Static and dynamic types in pattern matching

Published on 2016-12-28
Tagged: compilers gypsum

View All Posts

Pattern matching is a control flow structure in some functional programming languages. It allows developers to examine the structure of an object (or some other data), bind variables to parts of the structure, and execute different cases depending on the structure. I wrote about pattern matching earlier when I added it to Gypsum.

Gypsum now supports pattern matching using both static and dynamic type information.

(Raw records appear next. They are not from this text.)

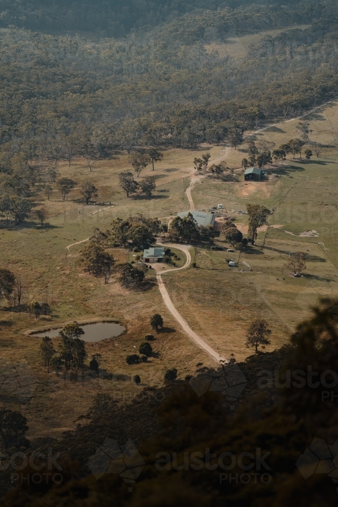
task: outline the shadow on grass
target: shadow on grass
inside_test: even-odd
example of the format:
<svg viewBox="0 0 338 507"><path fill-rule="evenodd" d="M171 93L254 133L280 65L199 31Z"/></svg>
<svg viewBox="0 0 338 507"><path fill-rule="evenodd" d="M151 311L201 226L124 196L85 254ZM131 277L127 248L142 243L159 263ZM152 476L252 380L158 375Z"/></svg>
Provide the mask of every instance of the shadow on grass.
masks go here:
<svg viewBox="0 0 338 507"><path fill-rule="evenodd" d="M331 278L327 278L325 276L318 276L318 275L305 274L303 273L303 276L308 280L316 280L318 281L321 282L331 282L332 281Z"/></svg>
<svg viewBox="0 0 338 507"><path fill-rule="evenodd" d="M135 195L133 196L133 197L135 201L151 201L152 199L158 200L161 199L168 199L169 196L163 195L161 194L161 195Z"/></svg>
<svg viewBox="0 0 338 507"><path fill-rule="evenodd" d="M173 328L168 328L166 326L164 326L163 328L160 328L156 332L158 333L175 333L176 330L174 329ZM155 335L156 336L156 335Z"/></svg>
<svg viewBox="0 0 338 507"><path fill-rule="evenodd" d="M232 253L231 252L228 252L229 254ZM246 255L264 255L264 252L262 251L261 250L257 250L256 248L246 248L245 250L243 250L243 254L245 254Z"/></svg>
<svg viewBox="0 0 338 507"><path fill-rule="evenodd" d="M7 223L6 222L0 222L0 229L7 229L8 231L22 231L28 229L41 229L41 230L45 229L52 230L54 229L62 229L62 228L57 225L52 225L48 222L46 224L44 224L41 227L40 225L36 224L35 222L20 222L18 224L15 224L14 222Z"/></svg>
<svg viewBox="0 0 338 507"><path fill-rule="evenodd" d="M21 313L22 312L27 311L27 305L19 305L18 306L2 306L0 307L0 311L14 312L15 313ZM2 321L3 322L4 321L0 321L0 324L1 324Z"/></svg>
<svg viewBox="0 0 338 507"><path fill-rule="evenodd" d="M281 128L279 128L278 127L270 127L270 128L267 128L265 131L280 132L281 134L286 133L285 130L283 130Z"/></svg>

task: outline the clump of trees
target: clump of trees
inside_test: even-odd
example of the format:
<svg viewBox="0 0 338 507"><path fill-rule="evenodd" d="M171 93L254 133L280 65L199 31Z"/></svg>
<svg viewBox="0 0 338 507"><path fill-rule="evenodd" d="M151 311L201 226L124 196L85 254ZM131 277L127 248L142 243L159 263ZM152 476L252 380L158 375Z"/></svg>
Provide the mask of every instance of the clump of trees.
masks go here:
<svg viewBox="0 0 338 507"><path fill-rule="evenodd" d="M40 208L40 209L35 210L35 214L40 221L41 227L42 227L44 222L47 216L47 212L45 208Z"/></svg>
<svg viewBox="0 0 338 507"><path fill-rule="evenodd" d="M139 175L139 173L138 176ZM126 192L127 197L131 194L137 195L144 195L146 197L151 197L152 192L156 188L156 180L154 176L146 176L138 183L134 179L132 173L129 171L120 172L119 175L120 186Z"/></svg>
<svg viewBox="0 0 338 507"><path fill-rule="evenodd" d="M152 161L152 159L146 153L142 153L138 152L135 152L129 157L129 162L131 165L134 168L134 170L136 173L137 177L139 177L141 171L143 169L145 169Z"/></svg>
<svg viewBox="0 0 338 507"><path fill-rule="evenodd" d="M265 347L271 343L267 338L271 334L271 330L268 329L268 322L264 319L256 319L250 325L246 337L245 345L247 347L254 347L256 353L258 347Z"/></svg>
<svg viewBox="0 0 338 507"><path fill-rule="evenodd" d="M40 345L41 355L45 363L45 366L47 367L47 371L49 373L49 367L53 356L56 353L56 351L53 346L53 342L49 336L45 336L42 340Z"/></svg>
<svg viewBox="0 0 338 507"><path fill-rule="evenodd" d="M305 255L304 252L296 252L290 255L285 265L288 269L291 269L294 275L299 275L306 269Z"/></svg>
<svg viewBox="0 0 338 507"><path fill-rule="evenodd" d="M246 210L249 216L248 238L253 245L257 237L257 229L268 223L267 219L271 212L260 204L247 204Z"/></svg>
<svg viewBox="0 0 338 507"><path fill-rule="evenodd" d="M134 284L139 286L145 275L144 269L135 267L128 262L118 264L115 272L122 287L126 288Z"/></svg>
<svg viewBox="0 0 338 507"><path fill-rule="evenodd" d="M84 182L81 185L81 193L86 204L93 197L97 197L97 189L91 182Z"/></svg>
<svg viewBox="0 0 338 507"><path fill-rule="evenodd" d="M198 226L191 213L186 216L175 216L170 224L168 237L174 241L209 241L215 237L211 226Z"/></svg>
<svg viewBox="0 0 338 507"><path fill-rule="evenodd" d="M62 200L64 201L68 194L74 188L76 185L76 182L73 181L70 178L61 178L57 181L57 186L61 193Z"/></svg>
<svg viewBox="0 0 338 507"><path fill-rule="evenodd" d="M126 356L126 363L127 365L136 365L140 360L140 356L138 354L128 354Z"/></svg>
<svg viewBox="0 0 338 507"><path fill-rule="evenodd" d="M243 234L237 229L234 222L230 220L227 220L222 224L221 231L227 241L232 246L235 246L236 243L240 243L243 240Z"/></svg>
<svg viewBox="0 0 338 507"><path fill-rule="evenodd" d="M85 342L80 338L85 332L76 323L68 324L59 332L59 357L66 371L73 368L83 368L87 357Z"/></svg>
<svg viewBox="0 0 338 507"><path fill-rule="evenodd" d="M153 347L148 342L143 341L138 346L138 351L140 354L146 355L147 357L149 357L153 353Z"/></svg>
<svg viewBox="0 0 338 507"><path fill-rule="evenodd" d="M61 339L57 351L54 349L53 342L49 337L45 336L42 339L40 352L48 373L50 368L56 371L57 375L58 375L62 366L64 367L66 371L72 367L80 369L83 368L87 352L85 343L80 337L84 334L85 332L79 324L75 323L67 324L59 333ZM99 357L100 354L95 354L92 359L92 361L95 358L97 369Z"/></svg>
<svg viewBox="0 0 338 507"><path fill-rule="evenodd" d="M89 363L89 368L91 370L93 370L94 372L97 373L101 361L102 355L101 354L93 354Z"/></svg>
<svg viewBox="0 0 338 507"><path fill-rule="evenodd" d="M157 218L146 219L141 213L131 216L128 220L117 218L111 224L107 231L108 242L114 246L125 246L128 242L138 248L142 245L147 247L155 240L154 235L161 229L161 221Z"/></svg>
<svg viewBox="0 0 338 507"><path fill-rule="evenodd" d="M194 165L198 172L206 171L210 157L210 153L204 153L202 156L202 158L195 158L194 159Z"/></svg>
<svg viewBox="0 0 338 507"><path fill-rule="evenodd" d="M107 283L111 275L111 268L115 264L112 256L106 251L100 245L91 242L84 247L77 261L89 273L95 276L103 276Z"/></svg>
<svg viewBox="0 0 338 507"><path fill-rule="evenodd" d="M165 382L173 382L177 378L177 370L176 368L169 368L164 374L164 381Z"/></svg>
<svg viewBox="0 0 338 507"><path fill-rule="evenodd" d="M27 418L20 412L5 407L0 409L0 436L4 449L28 447L30 443L25 437L28 429Z"/></svg>
<svg viewBox="0 0 338 507"><path fill-rule="evenodd" d="M14 306L21 304L23 284L20 276L9 269L0 268L0 304L3 298L6 298Z"/></svg>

Let's break this down a bit, since this is a complicated statement. In general, pattern matching involves checking whether a value has a given type at run-time using dynamic type information. For example, we may want to check whether an Object is a String. Not all types can be checked at run-time though. For example, we can't check whether something is a List[String] using only dynamic type information because of type erasure. The Gypsum compiler discards type arguments like [String] at compile-time.

By incorporating static type information about the value being matched, we can perform some checks that wouldn't normally be safe to perform at run-time.

Example: Result

The Gypsum standard library has an abstract class called Result with two concrete subclasses, Ok and Err. Functions that can fail may return some kind of Result as an alternative to throwing exceptions.

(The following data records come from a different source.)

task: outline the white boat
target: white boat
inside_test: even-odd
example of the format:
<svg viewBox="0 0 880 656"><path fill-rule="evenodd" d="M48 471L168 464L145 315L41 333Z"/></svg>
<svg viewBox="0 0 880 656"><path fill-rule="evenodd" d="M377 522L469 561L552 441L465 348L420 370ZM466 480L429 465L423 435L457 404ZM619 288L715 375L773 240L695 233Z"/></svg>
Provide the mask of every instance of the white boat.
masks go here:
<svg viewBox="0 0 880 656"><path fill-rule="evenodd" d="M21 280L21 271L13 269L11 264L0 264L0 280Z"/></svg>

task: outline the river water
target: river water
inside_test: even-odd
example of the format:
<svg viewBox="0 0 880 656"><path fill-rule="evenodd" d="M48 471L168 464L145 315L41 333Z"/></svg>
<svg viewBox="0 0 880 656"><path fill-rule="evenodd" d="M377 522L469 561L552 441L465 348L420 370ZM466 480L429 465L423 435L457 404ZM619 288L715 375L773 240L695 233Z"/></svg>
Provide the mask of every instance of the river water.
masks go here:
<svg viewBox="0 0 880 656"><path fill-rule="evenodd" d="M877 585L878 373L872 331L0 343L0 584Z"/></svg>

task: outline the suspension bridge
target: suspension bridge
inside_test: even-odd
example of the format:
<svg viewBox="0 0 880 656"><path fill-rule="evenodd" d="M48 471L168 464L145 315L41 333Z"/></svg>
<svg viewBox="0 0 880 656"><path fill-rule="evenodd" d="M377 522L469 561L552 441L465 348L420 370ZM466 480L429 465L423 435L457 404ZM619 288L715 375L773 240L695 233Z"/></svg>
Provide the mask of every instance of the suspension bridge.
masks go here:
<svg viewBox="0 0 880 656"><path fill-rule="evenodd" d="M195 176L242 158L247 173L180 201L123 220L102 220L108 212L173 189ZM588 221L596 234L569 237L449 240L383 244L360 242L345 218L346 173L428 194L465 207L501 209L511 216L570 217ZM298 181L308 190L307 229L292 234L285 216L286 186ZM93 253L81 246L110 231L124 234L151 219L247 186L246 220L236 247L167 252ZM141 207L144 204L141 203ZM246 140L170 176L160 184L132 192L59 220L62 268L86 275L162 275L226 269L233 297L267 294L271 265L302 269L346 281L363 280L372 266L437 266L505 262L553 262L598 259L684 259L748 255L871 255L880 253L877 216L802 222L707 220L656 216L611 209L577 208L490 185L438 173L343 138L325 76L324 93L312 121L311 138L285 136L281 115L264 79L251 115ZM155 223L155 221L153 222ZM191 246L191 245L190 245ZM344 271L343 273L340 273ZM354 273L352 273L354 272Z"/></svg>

public abstract class Result[static +V, static +E]
  ...

public final class Ok[static +V](public value: V) <: Result[V, Nothing]
  ...

public final class Err[static +E](public error: E) <: Result[Nothing, E]
  ...

Recall that type parameters are defined in square brackets. Type parameters with a + prefix are covariant. In the example above, V is the type of a successful result; E is the type of an error.

Suppose we want to define a function that helps us recover from an error: it takes a result and a default value. If the result is Ok, it returns the value from the result. If the result is Err, it returns the default value. We can implement this function using pattern matching.

def recover(result: Result[String, _], default-value: String): String =
  match (result)
    case Ok[String](value) => value
    case _ => default-value

This function needs to be able to determine that its argument is an instance of Ok[String]. This is impossible using only run-time type information because of type erasure. We could only determine whether the object is an instance of the Ok class. If the compiler allowed the check, we might match an Ok[I32] instead of an Ok[String].

Using static type information

Instead of relying solely on run-time information to perform the type check, we can also use the static type information available to the compiler. The compiler knows that the value being matched is of type Result[String, _]. This means that if the value is an instance of Ok, it must be an instance of Ok[String]. Therefore, it's sufficient to only check that the value is an instance of Ok at run-time.

The compiler function that determines whether these run-time type checks are safe is typeCanBeTested. Most of the heavy lifting is done by extractTypeArgsForSubtype though. This function takes a type (in this example, Result[String, _]), down-casts it to a given class (Ok), then figures out what the type arguments would be in the resulting type (String). typeCanBeTested compares the extracted type arguments against the type arguments of the type being matched (Ok[String]). If all type arguments are equivalent or if type arguments are covered by wildcards or existential variables, then the match is deemed safe.

What happens if the supertype is too vague? For example, suppose we were trying to test whether an Object is an Ok[String]. When extractTypeArgsForSubtype down-casts Object to Ok it won't be able to tell that the type argument should be String so it just returns None. typeCanBeTested will judge the match to be unsafe, and the compiler will report an error.

Conclusion

Pattern matching is a really powerful construct, and I wish more mainstream languages had it. Scala does an amazing job with pattern matching. It combines static and dynamic information the same way that Gypsum does; Scala is an inspiration for Gypsum in many ways.

Languages that use variants, like OCaml and Haskell, also do this. They lack a "top" type (like Object in Gypsum), so it's difficult to get into a situation where a pattern can't be matched.